Journée DEPHY – épisode 1
Relater cette journée en une fois, de façon satisfaisante, n’est pas possible. Le Trait d’Union Paysan vous propose donc un retour sur ces expérimentations en deux épisodes, en donnant la parole à ses principaux acteurs. Nous nous attarderons d’abord sur les essais menés par les étudiants d’Auzeville, commenté par Frédéric Robert, professeur d’agronomie au lycée agricole d’Auzeville, qui a supervisé, avec Sophie Rousval, les expérimentations des BTS.
Notre prochain article reviendra plus en détails sur les travaux chez Jean-Christophe Lapasse.
Témoignage de Frédéric Robert
Professeur d’agronomie au lycée agricole d’Auzeville
« Il y a clairement des gains à réaliser par ces nouvelles pratiques »

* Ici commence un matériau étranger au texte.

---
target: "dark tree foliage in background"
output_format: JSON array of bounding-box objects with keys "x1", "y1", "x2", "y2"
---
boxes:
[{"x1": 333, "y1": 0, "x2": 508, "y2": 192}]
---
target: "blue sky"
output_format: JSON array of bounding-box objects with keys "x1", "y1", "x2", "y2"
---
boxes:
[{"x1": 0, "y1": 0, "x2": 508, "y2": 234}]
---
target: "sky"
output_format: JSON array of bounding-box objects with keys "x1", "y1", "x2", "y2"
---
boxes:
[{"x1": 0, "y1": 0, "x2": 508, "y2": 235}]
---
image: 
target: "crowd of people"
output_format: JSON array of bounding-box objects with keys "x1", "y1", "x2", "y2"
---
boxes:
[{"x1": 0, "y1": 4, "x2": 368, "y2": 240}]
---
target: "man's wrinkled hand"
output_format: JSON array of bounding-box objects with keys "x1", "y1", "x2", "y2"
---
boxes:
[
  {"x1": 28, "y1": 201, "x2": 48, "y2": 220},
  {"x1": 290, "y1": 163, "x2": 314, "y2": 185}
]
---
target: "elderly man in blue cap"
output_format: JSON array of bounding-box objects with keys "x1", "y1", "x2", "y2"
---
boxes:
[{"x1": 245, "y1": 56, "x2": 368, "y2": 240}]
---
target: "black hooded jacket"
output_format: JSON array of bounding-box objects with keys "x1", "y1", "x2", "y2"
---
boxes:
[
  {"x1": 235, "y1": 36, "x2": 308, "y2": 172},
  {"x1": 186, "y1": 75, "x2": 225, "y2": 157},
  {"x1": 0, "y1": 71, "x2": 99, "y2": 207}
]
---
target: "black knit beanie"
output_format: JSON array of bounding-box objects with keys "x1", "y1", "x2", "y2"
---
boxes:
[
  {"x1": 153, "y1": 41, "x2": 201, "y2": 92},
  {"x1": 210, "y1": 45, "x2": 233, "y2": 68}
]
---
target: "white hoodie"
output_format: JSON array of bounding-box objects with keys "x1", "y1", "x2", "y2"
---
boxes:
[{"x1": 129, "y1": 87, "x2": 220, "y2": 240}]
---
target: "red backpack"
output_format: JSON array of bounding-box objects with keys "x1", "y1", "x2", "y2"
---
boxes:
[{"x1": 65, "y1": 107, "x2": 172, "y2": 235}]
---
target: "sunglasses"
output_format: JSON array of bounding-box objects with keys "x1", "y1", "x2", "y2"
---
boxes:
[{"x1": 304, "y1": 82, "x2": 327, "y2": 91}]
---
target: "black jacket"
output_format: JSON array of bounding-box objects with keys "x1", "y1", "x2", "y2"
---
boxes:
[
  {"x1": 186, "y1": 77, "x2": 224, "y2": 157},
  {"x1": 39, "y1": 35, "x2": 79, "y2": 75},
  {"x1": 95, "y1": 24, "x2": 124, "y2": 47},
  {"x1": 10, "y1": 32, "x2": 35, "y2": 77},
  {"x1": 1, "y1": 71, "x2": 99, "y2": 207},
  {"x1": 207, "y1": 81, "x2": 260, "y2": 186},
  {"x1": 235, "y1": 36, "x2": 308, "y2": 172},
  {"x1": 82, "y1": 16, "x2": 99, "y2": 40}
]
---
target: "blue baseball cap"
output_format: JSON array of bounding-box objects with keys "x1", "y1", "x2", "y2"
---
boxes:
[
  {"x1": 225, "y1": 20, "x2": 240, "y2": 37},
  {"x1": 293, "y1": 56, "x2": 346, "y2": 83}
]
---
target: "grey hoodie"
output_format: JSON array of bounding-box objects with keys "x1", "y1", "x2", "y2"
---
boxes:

Si l’EPL d’Auzeville et son exploitation se sont inscrits dans la démarche Écophyto, c’est avant tout pour former nos étudiants à être les conseillers de demain, en ayant toutes cartes en main pour accompagner les évolutions dans les pratiques agricoles. Avec l’appui du corps enseignant, les élèves de BTS 2ème année ont donc eu à gérer l’intégralité d’une expérimentation sur des techniques alternatives, de sa mise en place à sa restitution. Mais nous voulions également qu’ils se confrontent aux professionnels, raison pour laquelle nous avons intégré le réseau DEPHY Ferme. Pour la 3ème année consécutive, des groupes d’élèves ont donc présenté à des agriculteurs et techniciens agricoles, les résultats des différents essais dont ils avaient la responsabilité. Et je dois dire qu’une fois encore, j’ai été très impressionné du sérieux et de l’implication dont ils ont fait preuve pendant toute la durée des expérimentations. Lors de la restitution, les questions qui leur ont été posées étaient pointues et le niveau des débats était élevé, mais ils ont su argumenter et répondre avec précision, sans se démonter. Ils ont l’étoffe de vrais professionnels.
Trois thèmes de première importance
Comme chaque année, les thématiques retenues pour les expérimentations ont été choisies dans une démarche commune avec nos partenaires (DRAAF, Chambre d’Agriculture, Agence de l’eau, instituts techniques, coopératives, INRA, agriculteurs), selon les évolutions des contextes agricoles et réglementaires. Cette fois-ci, trois thèmes ont été étudiés : l’optimisation de la gestion des adventices, l’insertion des couverts végétaux dans nos systèmes agricoles et le bio-contrôle*.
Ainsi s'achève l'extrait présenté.